1980'lerin sonlarında ve 1990'ların başlarında START-I ve START-II saldırı silahlarının azaltılmasına ilişkin anlaşmaların hazırlanması, önemli miktarda nükleer silahın kullanımdan kaldırılması gerektiğini gösterdi. Bunların depolanması, güvenli depolama tesislerinin inşası ve sağlanmasıyla ilgili önemli maliyetler gerektiriyordu. Daha sonra, nükleer silahların Belarus, Ukrayna ve Kazakistan'dan Rusya'ya çekilmesiyle bağlantılı olarak, silah sınıfı nükleer malzemelerin depolanması sorunu daha da kötüleşti. Bileşenlerden birinin - yüksek düzeyde zenginleştirilmiş uranyum - işlenerek düşük düzeyde zenginleştirilmiş uranyuma dönüştürülmesine karar verildi.

Amerika Birleşik Devletleri'nde, uranyum pazarında uzman olan Dr. Thomas Neff, Sovyet silah kalitesinde uranyumu Amerikan nükleer santralleri için yakıta dönüştürme fikrinin babası olarak kabul ediliyor. 24 Ekim 1991'de The New York Times'da, ilk olarak Rus silah kalitesinde yüksek oranda zenginleştirilmiş uranyumun (HEU) dönüştürülmesi fikrini ortaya atan "Büyük Uranyum Anlaşması" (A büyük uranyum pazarlığı) başlıklı bir makale yayınladı. Amerikan nükleer santrallerinde yakıt olarak kullanılmak üzere düşük oranda zenginleştirilmiş uranyum (LEU). Benzer bir öneri Tips, Uranium and SWU: Kazan-kazan mı? (Jeff Komz ve Thomas Neff, NYNCO Bülteni) 1989'da.
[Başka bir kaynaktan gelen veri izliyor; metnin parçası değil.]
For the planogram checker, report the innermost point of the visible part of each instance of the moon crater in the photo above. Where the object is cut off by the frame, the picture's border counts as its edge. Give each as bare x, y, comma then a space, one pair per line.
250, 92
Thomas Neff'in fikri Amerikan hükümet çevrelerinde destek buldu ve 1992'nin ortalarında savaş başlıklarından uranyumun nükleer santraller için yakıta dönüştürülmesi kavramı Rusya ve Amerika Birleşik Devletleri başkanları tarafından onaylandı.

Anti-damping soruşturması

İlk ticari uranyum zenginleştirme hizmetleri 1968 yılında SSCB tarafından duyurulmuştur. İlk ihracat sözleşmesi 1971'de Cogema ile imzalandı. (İngilizce)Rusça. Birlikte çalışmak Batı tarzı Novouralsk'ta uranyum hekzaflorürün taşınması için konteynerler, aynı zamanda Chelnok kompleksi inşa edildi. ABD pazarına ilk önemli ticari uranyum teslimatı da SSCB altında gerçekleştirildi. Ancak yanıt olarak ABD Ticaret Bakanlığı ve ABD Uluslararası Ticaret Komisyonu 1991 yılında bir anti-damping soruşturması başlattı. Bu soruşturmanın sonucu, 1992 yazında ithal uranyum fiyatının %116'sı tutarında gümrük vergisi konuldu. HEU-LEU anlaşmasının uygulanabilmesi için 1992 yılında askıya alma anlaşması anti-damping önlemleri. Ona göre:

  • damping hasarının değerlendirilmesi ve vergi miktarı ile ilgili sorular ertelendi;
  • HEU'nun seyreltilmesiyle elde edilen sınırsız uranyum ithalatına izin verilir;
  • uranyumun ticari teslimatları için kotalar belirlendi.

Sözleşme

Sonuç olarak, 18 Şubat 1993'te Rus-Amerikan Hükümetlerarası Anlaşma " Nükleer silahlardan çıkarılan yüksek oranda zenginleştirilmiş uranyumun kullanımına ilişkin» ( HEU-LEU Anlaşması). Neredeyse bir yıl sonra, 14 Ocak 1994'te tarafların yetkili temsilcileri - Techsnabexport OJSC ( TENEX) Rusya tarafından ve US Enrichment Corporation'dan (USEC (İngilizce)Rusça) Amerikan tarafından - HEU'dan LEU temini için bir sözleşme imzaladı (HEU-LEU Sözleşmesi). Rusya, 20 yıl içinde (2013'e kadar) düşük oranda zenginleştirilmiş uranyum (U-235 izotop zenginleştirmesi %20'den az, aslında %3,2-4,9 aralığında) ABD'ye teslim etmeyi taahhüt etti. tonlarca yüksek oranda zenginleştirilmiş uranyum (en az %90 U-235 zenginleştirmesi ile) ve Amerikan tarafı - LEU'nun doğal uranyum bileşenini ve ayırma işini kabul etmek, piyasaya sürmek, ödemek. ABD'ye ilk LEU tedariki Mayıs 1995'te gerçekleşti ve 2000 yılında program, 30 ton HEU'dan elde edilen yıllık ortalama LEU arzına ulaştı.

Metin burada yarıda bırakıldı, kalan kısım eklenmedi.